She dipped her head, all regal acknowledgement, but Niall did not miss the tinge of pink that touched her cheeks.
“I am impressed, Lady Lindsay,” Firthwell said, his brows high. “Care to share anything else you learned?”
“Oh, I’m sure your lovely wife has more news to share than I do,” she said, with a flick of her fan.
“I do?” The viscountess blinked. “I am still quite new to this political game, so perhaps you would be kind enough to explain what I missed.”
Lady Lindsay chuckled, the husky sound threatening to tease a smile onto Niall’s face. “I assure you that you did not miss much. But if I can help you learn the sort of details and notions to listen for, please let me know.”
Lady Firthwell’s lips quirked up. “That is a kind offer, your ladyship, and I accept. I have fretted over whether I was doing enough to aid Finlay.”
The countess angled to face the other woman. “Then let us help each other. I have only been in London since my mourning period ended, so I have not yet made many friends. Perhaps by assisting you I can gain my first.”
Niall watched as the women continued their conversation, planning future dates, and he was struck that despite the countess’s amiable, polite manner, her pulse raced at the base of her throat. Was she nervous? Feeling unsure of herself? Lady Lindsay was new in town, and as a young widow without children, he wondered if she was lonely and looking for purpose.
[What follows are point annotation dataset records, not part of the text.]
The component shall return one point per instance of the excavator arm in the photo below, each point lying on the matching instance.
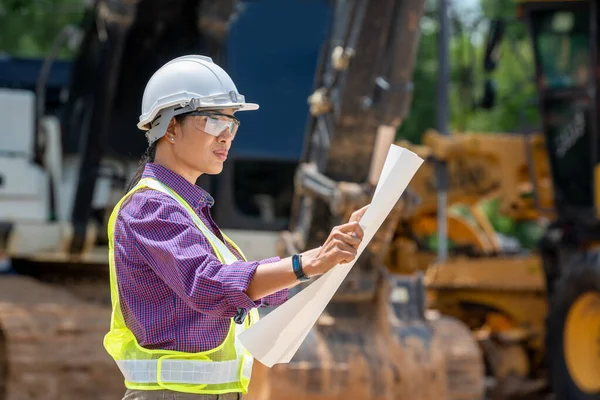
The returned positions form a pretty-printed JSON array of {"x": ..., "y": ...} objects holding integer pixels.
[{"x": 362, "y": 93}]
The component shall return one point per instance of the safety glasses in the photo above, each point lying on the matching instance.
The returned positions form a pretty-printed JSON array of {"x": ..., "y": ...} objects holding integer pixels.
[{"x": 214, "y": 123}]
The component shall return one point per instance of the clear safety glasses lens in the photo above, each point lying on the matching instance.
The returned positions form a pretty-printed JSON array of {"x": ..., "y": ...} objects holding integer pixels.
[{"x": 216, "y": 124}]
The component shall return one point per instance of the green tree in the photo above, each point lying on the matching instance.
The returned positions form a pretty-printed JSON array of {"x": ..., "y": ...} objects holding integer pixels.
[{"x": 515, "y": 108}]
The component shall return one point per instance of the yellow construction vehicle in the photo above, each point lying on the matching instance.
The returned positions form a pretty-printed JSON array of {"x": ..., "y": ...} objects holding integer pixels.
[
  {"x": 491, "y": 281},
  {"x": 62, "y": 170},
  {"x": 535, "y": 306}
]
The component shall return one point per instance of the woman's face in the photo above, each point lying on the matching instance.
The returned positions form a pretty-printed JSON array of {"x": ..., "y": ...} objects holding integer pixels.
[{"x": 198, "y": 150}]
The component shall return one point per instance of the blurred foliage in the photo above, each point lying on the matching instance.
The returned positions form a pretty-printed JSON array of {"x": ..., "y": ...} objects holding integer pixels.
[
  {"x": 515, "y": 107},
  {"x": 28, "y": 27}
]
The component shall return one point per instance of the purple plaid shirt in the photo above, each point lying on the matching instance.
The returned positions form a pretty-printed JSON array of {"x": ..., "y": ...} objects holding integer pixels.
[{"x": 175, "y": 294}]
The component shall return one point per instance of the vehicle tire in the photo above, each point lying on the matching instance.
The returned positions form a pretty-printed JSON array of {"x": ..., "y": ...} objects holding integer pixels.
[{"x": 573, "y": 329}]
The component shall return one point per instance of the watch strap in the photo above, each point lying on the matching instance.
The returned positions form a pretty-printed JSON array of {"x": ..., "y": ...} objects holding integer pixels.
[{"x": 297, "y": 266}]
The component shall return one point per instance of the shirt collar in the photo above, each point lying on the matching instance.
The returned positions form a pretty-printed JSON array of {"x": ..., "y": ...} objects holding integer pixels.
[{"x": 193, "y": 194}]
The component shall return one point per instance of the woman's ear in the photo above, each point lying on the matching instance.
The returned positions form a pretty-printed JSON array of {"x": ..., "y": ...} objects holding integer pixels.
[{"x": 170, "y": 133}]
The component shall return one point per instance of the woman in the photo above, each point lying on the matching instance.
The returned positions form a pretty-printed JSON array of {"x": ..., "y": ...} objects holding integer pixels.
[{"x": 182, "y": 290}]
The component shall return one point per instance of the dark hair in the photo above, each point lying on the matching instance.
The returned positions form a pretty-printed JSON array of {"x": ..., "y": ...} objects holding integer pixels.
[{"x": 149, "y": 156}]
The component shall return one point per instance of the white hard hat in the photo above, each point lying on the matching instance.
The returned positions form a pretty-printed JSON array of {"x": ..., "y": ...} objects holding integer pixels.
[{"x": 186, "y": 84}]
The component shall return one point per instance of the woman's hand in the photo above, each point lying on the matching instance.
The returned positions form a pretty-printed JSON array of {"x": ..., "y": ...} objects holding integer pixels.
[{"x": 340, "y": 247}]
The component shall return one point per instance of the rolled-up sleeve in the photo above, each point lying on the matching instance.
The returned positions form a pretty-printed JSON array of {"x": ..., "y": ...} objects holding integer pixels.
[
  {"x": 277, "y": 298},
  {"x": 170, "y": 243}
]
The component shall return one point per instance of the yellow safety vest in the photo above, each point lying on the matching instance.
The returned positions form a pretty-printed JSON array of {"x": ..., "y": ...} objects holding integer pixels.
[{"x": 223, "y": 369}]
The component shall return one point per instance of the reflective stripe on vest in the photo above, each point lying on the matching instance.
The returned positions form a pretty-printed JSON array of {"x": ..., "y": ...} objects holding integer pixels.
[{"x": 226, "y": 368}]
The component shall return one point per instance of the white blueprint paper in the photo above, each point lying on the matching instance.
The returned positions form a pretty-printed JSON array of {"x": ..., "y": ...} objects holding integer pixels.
[{"x": 277, "y": 336}]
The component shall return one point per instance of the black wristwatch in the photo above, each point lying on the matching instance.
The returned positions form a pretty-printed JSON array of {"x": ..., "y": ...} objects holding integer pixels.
[{"x": 297, "y": 266}]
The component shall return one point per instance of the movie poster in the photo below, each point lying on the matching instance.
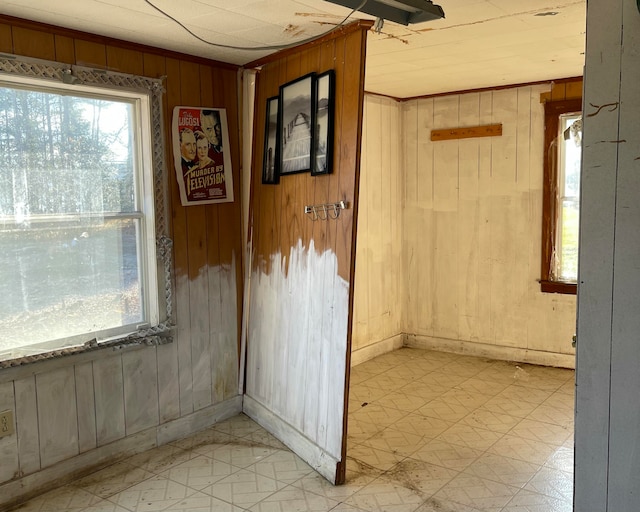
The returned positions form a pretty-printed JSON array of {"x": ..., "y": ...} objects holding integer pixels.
[{"x": 201, "y": 154}]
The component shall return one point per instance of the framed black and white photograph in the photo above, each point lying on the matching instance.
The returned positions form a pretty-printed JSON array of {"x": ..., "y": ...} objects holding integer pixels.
[
  {"x": 323, "y": 137},
  {"x": 297, "y": 125},
  {"x": 270, "y": 175}
]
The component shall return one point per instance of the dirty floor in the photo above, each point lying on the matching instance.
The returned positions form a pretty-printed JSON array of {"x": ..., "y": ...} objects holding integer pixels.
[{"x": 428, "y": 432}]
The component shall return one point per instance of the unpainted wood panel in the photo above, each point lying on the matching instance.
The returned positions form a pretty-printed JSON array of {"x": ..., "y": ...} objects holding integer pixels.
[
  {"x": 57, "y": 416},
  {"x": 27, "y": 418},
  {"x": 90, "y": 54},
  {"x": 124, "y": 60},
  {"x": 33, "y": 43},
  {"x": 377, "y": 314},
  {"x": 299, "y": 296},
  {"x": 65, "y": 49},
  {"x": 469, "y": 247},
  {"x": 100, "y": 386}
]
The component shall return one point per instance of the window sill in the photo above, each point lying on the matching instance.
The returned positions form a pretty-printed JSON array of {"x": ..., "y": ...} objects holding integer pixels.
[{"x": 558, "y": 287}]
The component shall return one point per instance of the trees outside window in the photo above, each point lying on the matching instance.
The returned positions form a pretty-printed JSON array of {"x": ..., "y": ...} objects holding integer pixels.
[{"x": 77, "y": 232}]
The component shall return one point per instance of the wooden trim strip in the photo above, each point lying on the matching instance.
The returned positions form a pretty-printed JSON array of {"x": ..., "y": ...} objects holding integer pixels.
[
  {"x": 486, "y": 89},
  {"x": 558, "y": 287}
]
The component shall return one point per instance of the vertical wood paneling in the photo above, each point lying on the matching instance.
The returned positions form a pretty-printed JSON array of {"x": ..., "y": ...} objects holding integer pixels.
[
  {"x": 140, "y": 384},
  {"x": 91, "y": 54},
  {"x": 10, "y": 466},
  {"x": 27, "y": 418},
  {"x": 117, "y": 395},
  {"x": 108, "y": 384},
  {"x": 377, "y": 301},
  {"x": 57, "y": 416},
  {"x": 469, "y": 225},
  {"x": 486, "y": 308},
  {"x": 86, "y": 404},
  {"x": 65, "y": 50},
  {"x": 470, "y": 221},
  {"x": 300, "y": 281},
  {"x": 34, "y": 43}
]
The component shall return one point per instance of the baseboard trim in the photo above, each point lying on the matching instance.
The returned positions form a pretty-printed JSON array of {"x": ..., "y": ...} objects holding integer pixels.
[
  {"x": 320, "y": 460},
  {"x": 22, "y": 489},
  {"x": 376, "y": 349},
  {"x": 471, "y": 348}
]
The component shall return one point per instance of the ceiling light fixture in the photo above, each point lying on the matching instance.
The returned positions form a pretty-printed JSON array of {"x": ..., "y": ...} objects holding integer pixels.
[{"x": 398, "y": 11}]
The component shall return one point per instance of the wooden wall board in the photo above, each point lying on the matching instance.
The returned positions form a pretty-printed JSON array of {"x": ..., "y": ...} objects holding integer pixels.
[
  {"x": 65, "y": 49},
  {"x": 6, "y": 38},
  {"x": 467, "y": 132},
  {"x": 57, "y": 416},
  {"x": 298, "y": 276},
  {"x": 32, "y": 42},
  {"x": 140, "y": 388},
  {"x": 109, "y": 395}
]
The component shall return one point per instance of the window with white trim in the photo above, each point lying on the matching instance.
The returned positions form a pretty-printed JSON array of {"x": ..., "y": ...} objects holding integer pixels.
[{"x": 78, "y": 263}]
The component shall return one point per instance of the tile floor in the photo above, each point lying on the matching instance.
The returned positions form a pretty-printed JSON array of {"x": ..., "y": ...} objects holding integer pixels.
[{"x": 428, "y": 431}]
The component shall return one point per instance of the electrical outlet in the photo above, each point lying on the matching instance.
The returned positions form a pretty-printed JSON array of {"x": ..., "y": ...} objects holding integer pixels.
[{"x": 6, "y": 423}]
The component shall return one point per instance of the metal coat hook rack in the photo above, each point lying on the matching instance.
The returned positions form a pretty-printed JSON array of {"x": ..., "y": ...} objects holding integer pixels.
[{"x": 325, "y": 211}]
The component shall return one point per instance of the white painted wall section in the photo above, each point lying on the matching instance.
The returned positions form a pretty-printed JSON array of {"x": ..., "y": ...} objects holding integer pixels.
[{"x": 297, "y": 341}]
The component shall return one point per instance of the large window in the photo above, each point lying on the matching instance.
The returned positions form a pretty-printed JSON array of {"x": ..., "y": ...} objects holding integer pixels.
[
  {"x": 563, "y": 134},
  {"x": 77, "y": 224}
]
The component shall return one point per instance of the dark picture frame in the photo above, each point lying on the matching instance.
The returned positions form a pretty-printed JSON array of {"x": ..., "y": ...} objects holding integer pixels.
[
  {"x": 296, "y": 122},
  {"x": 270, "y": 159},
  {"x": 323, "y": 117}
]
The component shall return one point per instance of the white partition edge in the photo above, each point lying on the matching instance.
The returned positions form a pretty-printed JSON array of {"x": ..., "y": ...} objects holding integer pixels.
[{"x": 301, "y": 445}]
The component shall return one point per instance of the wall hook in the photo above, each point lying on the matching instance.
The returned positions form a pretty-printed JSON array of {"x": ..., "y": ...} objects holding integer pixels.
[{"x": 325, "y": 211}]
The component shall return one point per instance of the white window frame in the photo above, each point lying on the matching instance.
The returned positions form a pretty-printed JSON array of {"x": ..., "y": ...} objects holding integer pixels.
[{"x": 155, "y": 261}]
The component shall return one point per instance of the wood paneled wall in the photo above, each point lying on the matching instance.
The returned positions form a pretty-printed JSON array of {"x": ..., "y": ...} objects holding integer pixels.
[
  {"x": 379, "y": 286},
  {"x": 472, "y": 223},
  {"x": 301, "y": 282},
  {"x": 77, "y": 405}
]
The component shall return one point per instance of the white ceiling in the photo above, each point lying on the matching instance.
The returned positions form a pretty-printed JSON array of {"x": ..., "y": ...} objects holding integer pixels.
[{"x": 480, "y": 43}]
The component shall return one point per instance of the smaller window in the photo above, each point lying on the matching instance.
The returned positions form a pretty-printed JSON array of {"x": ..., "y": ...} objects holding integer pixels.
[
  {"x": 560, "y": 223},
  {"x": 77, "y": 229}
]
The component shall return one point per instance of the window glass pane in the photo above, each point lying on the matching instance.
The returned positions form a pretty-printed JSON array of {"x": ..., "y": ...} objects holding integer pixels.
[
  {"x": 569, "y": 245},
  {"x": 62, "y": 279},
  {"x": 64, "y": 154},
  {"x": 569, "y": 191},
  {"x": 73, "y": 261}
]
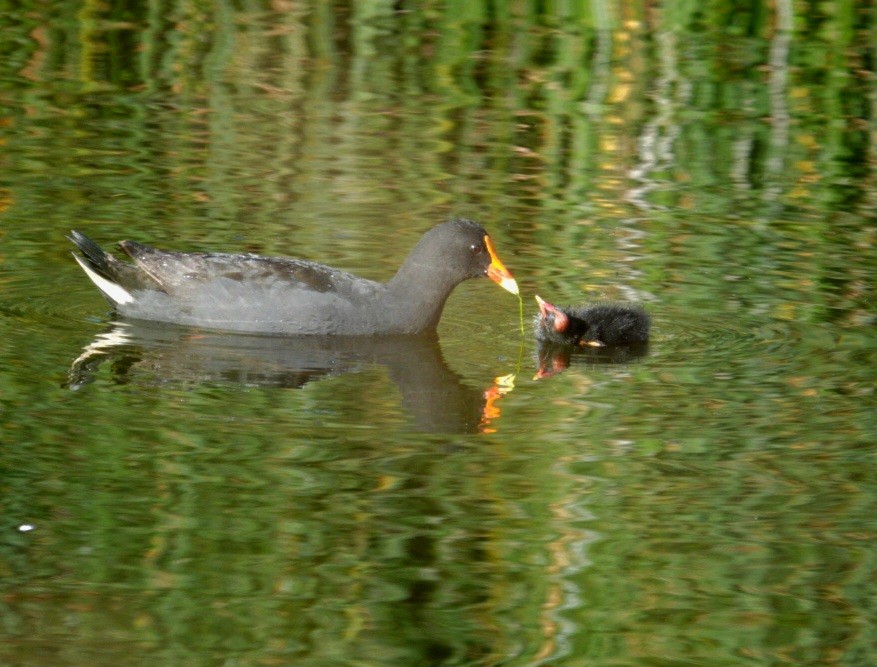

His gaze traced over the sharpness of her cheekbones and the tilt to her chin that he wanted to call stubborn, but instead deemed confident. Despite any discomfiture she might feel, the countess seemed to size up the room and its occupants, taking their measure in a mere glance. She was formidable…and he was charmed.
Clenching his jaw, Niall looked away.
He didn’t have the time or inclination to be enchanted by the widowed Lady Lindsay. And if he were practical, and he always tried to be, she lacked the connections or funds that would make a deeper relationship between them beneficial. He had an election to win and reforms to champion, and he would do neither by dallying with a woman who could not aid his future.
With that reminder of his duty, he executed a swift bow to both women. “Ladies, it was a pleasure, but I’m afraid I see Lord Matthews waving me over. Until next time.”
Niall swept away, determined to reclaim his focus and see to the task at hand.
Chapter Two
At the table in the breakfast room the following morning, Alicia idly stirred her tea while she read the morning’s paper, and her heart cheered when her eyes traced over the headline, “Slavery Abolished Across the Empire.”
Out of habit, she glanced up to the chair across the table from her. Lindsay’s chair. The seat that had sat empty for the last two years. The one she had been trained to look to when she wished to talk.
It felt like it was only yesterday when her maid had come rushing into her chambers to tell her the earl had not awoken from his sleep, yet to Alicia it was as if a thousand new days had dawned since she’d learned the news.
Their marriage had been born of desperate circumstances, and while she could never hate Lindsay for saving her from an awful fate, she had never loved him. But with a brevity born of time, Alicia could admit that the earl had inadvertently shaped the issues she now championed as a widow, and she had grown in confidence and poise during their marriage.
Despiteeverything, Alicia would be grateful.
“The post has arrived, your ladyship,” her butler, Jones, intoned quietly as he set a stack of letters at her elbow.
Alicia blinked back to the present. With a polite nod, she filtered through the stack absentmindedly, her eyes glazing over the various letters and sorting them with rote movements. Until she noticed a letter penned in elegant script.
Lady Firthwell had written her.
A smile curved Alicia’s mouth as she reflected on the quiet and serious viscountess with the warm laugh. Plucking the seal free with impatient fingers, she quickly read the letter. The young woman thanked Alicia for her kindness at the soiree the previous night and invited her to join her and Firthwell for dinner the night after next.
Alicia glanced up at Jones. “Please have my calendar brought down to me.”
The butler immediately slipped out the door to see to his task.
Alicia fiddled with Lady Firthwell’s letter as she watched traffic on the street outside. She had received several letters and invitations since her arrival to London, all from the wives of Lindsay’s old friends, but never had Alicia been this anxious to respond. She genuinely liked the viscountess, and saw so much of her younger self in the woman as she adjusted to her new role as a countess and political hostess.
Lindsay had never concerned himself with hosting political dinners whilst he was in Town, but he had expected her to play hostess for grand dinners at the family estate. Alicia had been forced to learn so many things on her own.
Alicia chewed her lip. Oh, she knew Firthwell’s sister was a duchess and no doubt would serve as a better tutor to the new viscountess than Alicia ever could, but a genial smile and friendly encouragement was never amiss. If that was all she could offer to help make Lady Firthwell’s transition smoother than her own, she’d do it happily.
And if the viscountess, as a patroness of Lord Inverray’s foundling home, could assist Alicia in her quest to learn about the marquess’s charitable activities, more the better.
Opening the nondescript notebook that sat at her elbow, Alicia spread the pages flat with the palms of her hands and studied the words she had written there the night before.